# TN - Pay up or lose outdoor license



## Hamilton Reef (Jan 20, 2000)

Pay up or lose outdoor license
Nonsupport is costly to deadbeat parents

Across Tennessee, more than 240,000 people are ducking their monthly child support payments and doing their best to hide from authorities. 

For the past two licensing seasons, the Department of Human Services has teamed with the Tennessee Wildlife Resources Agency to revoke the hunting and fishing licenses of people who aren't making their monthly child support payments.

So far, more than 1,000 offenders have been brought to justice -- and thousands of children have gotten the money they are entitled to receive.

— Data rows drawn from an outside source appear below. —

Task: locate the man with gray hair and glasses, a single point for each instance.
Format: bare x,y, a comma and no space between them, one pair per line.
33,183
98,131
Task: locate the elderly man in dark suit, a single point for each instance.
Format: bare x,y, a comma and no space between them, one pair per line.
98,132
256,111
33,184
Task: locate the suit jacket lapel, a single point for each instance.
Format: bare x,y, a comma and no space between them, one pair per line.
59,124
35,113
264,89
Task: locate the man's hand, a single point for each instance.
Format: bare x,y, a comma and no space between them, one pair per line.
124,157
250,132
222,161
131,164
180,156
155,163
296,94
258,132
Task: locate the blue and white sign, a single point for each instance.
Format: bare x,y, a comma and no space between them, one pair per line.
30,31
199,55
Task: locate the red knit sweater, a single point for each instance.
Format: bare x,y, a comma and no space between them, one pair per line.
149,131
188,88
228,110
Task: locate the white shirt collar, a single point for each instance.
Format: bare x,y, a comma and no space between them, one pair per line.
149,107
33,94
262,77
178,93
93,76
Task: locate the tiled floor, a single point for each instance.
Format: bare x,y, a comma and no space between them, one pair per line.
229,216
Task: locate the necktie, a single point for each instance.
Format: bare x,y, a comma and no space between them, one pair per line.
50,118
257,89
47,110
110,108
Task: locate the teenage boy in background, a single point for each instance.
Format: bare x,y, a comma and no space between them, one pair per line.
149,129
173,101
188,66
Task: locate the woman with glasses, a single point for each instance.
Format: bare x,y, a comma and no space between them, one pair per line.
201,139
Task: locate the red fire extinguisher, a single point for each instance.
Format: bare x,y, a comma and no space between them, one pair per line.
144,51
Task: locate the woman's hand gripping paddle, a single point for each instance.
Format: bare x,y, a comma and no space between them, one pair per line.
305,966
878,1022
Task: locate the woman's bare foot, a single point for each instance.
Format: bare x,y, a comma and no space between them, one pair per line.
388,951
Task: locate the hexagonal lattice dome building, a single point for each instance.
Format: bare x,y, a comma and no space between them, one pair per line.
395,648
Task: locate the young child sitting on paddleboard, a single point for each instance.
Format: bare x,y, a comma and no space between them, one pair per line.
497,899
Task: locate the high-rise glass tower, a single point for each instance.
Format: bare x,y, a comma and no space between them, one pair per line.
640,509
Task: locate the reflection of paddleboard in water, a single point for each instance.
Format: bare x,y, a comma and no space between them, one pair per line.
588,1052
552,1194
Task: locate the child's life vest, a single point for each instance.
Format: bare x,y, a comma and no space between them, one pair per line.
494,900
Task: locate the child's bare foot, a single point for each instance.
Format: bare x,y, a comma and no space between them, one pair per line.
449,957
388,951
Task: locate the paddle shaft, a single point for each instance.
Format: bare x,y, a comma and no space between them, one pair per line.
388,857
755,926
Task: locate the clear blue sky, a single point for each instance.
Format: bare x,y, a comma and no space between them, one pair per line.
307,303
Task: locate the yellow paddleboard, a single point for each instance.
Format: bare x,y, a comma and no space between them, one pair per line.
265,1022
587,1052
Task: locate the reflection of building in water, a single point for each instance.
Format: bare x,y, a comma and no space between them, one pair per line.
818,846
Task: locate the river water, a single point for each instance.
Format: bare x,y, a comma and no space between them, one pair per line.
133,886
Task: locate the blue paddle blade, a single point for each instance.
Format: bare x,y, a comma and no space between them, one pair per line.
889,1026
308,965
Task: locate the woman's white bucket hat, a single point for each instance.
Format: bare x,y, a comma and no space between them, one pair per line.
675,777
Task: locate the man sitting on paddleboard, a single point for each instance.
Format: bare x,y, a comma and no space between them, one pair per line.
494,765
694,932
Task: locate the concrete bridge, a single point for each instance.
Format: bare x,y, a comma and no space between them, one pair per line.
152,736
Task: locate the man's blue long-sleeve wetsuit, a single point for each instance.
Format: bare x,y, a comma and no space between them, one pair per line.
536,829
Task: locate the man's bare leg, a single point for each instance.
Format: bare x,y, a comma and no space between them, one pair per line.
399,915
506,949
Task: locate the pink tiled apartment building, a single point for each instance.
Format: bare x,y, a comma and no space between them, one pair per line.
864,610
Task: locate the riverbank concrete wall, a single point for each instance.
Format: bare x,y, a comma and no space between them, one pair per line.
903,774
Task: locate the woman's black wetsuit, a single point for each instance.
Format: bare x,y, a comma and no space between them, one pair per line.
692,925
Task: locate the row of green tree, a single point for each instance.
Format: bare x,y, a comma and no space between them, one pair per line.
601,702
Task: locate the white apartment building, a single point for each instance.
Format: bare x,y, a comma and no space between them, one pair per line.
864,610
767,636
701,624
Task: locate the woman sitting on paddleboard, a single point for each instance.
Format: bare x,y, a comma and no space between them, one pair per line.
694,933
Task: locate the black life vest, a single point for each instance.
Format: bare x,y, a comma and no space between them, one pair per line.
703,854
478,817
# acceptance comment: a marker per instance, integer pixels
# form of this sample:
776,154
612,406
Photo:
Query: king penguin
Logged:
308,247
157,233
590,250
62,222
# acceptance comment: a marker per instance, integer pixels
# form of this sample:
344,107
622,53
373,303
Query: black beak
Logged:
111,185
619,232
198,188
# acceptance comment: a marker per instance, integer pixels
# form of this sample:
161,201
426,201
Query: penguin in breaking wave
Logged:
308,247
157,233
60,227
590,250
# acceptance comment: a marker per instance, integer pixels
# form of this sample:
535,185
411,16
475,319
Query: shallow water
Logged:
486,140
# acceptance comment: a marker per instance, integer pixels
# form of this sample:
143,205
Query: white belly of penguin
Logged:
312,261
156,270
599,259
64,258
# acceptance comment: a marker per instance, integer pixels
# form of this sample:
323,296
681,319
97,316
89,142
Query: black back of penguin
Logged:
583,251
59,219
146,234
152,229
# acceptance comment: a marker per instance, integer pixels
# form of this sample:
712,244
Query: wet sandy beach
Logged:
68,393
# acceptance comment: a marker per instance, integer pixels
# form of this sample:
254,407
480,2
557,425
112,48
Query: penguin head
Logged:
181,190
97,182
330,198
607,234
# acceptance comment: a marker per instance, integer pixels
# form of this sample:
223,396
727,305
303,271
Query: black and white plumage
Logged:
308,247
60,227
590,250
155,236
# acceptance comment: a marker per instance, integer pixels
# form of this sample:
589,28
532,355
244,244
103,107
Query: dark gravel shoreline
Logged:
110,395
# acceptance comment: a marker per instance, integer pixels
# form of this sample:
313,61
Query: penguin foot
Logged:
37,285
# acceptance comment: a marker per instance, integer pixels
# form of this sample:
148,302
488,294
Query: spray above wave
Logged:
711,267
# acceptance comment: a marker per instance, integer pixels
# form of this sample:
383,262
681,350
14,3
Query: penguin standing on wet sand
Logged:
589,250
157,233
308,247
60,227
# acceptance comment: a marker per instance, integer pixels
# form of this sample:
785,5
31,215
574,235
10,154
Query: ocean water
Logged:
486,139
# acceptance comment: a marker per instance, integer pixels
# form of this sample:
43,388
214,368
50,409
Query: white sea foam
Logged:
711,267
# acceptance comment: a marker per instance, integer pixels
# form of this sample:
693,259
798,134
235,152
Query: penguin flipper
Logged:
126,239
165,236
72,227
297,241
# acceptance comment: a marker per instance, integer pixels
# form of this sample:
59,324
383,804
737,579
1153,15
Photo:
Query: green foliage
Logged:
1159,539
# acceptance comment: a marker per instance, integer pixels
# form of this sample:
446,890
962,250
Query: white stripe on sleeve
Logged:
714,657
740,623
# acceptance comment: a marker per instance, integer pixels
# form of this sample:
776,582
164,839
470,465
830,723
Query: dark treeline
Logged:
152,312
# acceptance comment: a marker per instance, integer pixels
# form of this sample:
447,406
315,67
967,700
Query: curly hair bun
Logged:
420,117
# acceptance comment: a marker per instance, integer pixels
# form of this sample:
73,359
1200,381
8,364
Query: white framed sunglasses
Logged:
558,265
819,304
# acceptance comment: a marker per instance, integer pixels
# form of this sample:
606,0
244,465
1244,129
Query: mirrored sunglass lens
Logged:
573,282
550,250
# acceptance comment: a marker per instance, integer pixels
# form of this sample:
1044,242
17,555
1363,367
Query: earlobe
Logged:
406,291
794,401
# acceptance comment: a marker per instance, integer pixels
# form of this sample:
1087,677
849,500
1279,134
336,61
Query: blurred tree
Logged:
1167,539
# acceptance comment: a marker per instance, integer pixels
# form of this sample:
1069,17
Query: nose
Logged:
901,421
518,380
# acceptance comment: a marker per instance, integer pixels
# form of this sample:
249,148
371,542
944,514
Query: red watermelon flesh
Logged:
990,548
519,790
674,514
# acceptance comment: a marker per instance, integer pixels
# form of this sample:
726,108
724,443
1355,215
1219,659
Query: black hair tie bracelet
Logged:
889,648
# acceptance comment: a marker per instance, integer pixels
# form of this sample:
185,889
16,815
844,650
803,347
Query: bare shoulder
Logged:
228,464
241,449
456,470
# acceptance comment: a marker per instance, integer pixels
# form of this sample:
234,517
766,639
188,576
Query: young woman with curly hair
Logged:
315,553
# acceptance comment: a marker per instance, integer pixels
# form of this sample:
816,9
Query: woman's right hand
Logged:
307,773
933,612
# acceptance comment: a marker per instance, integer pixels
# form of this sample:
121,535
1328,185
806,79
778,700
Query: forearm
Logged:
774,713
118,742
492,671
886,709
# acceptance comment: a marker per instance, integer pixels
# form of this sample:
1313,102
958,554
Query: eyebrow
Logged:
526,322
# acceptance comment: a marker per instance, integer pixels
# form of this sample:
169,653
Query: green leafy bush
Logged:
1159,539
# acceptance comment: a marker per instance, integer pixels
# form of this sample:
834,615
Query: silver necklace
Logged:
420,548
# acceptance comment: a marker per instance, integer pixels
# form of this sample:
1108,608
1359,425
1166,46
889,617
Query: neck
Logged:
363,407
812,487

http://www.commercialappeal.com/mca/outdoors/article/0,1426,MCA_470_4738128,00.html


----------



## WeakSpring (Feb 28, 2003)

Whoa, that's cruel!:xzicon_sm 

Bet they wish they had a kinder, gentler governor like MI has, where you only become A FELON! :yikes: 

Didn't the pilgrims come to "The New World" to escape debtors prisons?!


----------



## Linda G. (Mar 28, 2002)

Maybe they should revoke their driver's licenses instead, would probably be more effective, especially since, in Tennessee, you do not need a hunting license to hunt your own land or your family's land. 

And I know for a fact that a lot of people still don't bother to buy any licenses at all for any type of hunting, ever. They just stay on private land, whether it's their own or someone they've gotten permission from. 

I've also been told, on the sly, by a couple of high up muckety mucks in the TWRA, that Tennessee allows very high bag limits for turkeys and other game because the people would take that many, anyway. 

It's a beautiful state, and people are learning, but they still have a long way to go when it comes to conservation.


----------



## skulldugary (Apr 12, 2003)

Good!!!If the dead beat dads can afford to hunt and fish,then they should be able to pay thier child support.I've been looking at properties in the tri state area(Ky,Tenn,Va.).I have family in that area and a lot of that stuff is blamed on economic distress...Phooy...If you can afford to buy top of the line hunting and fishing gear and take time off of work to get outdoors,then you should be paying to take care of your kids.


----------



## Linda G. (Mar 28, 2002)

I don't know about "top of the line" gear, but I see a lot of folks in TN buying all kinds of hunting and fishing stuff in Wal-Mart. Every gadget you can imagine, my host down there bought a "cough muffler" this year to add to his 7000 other gadgets that you really don't need. Half his stuff he has to go back out and look for cause he forgot and left it laying there  ...


----------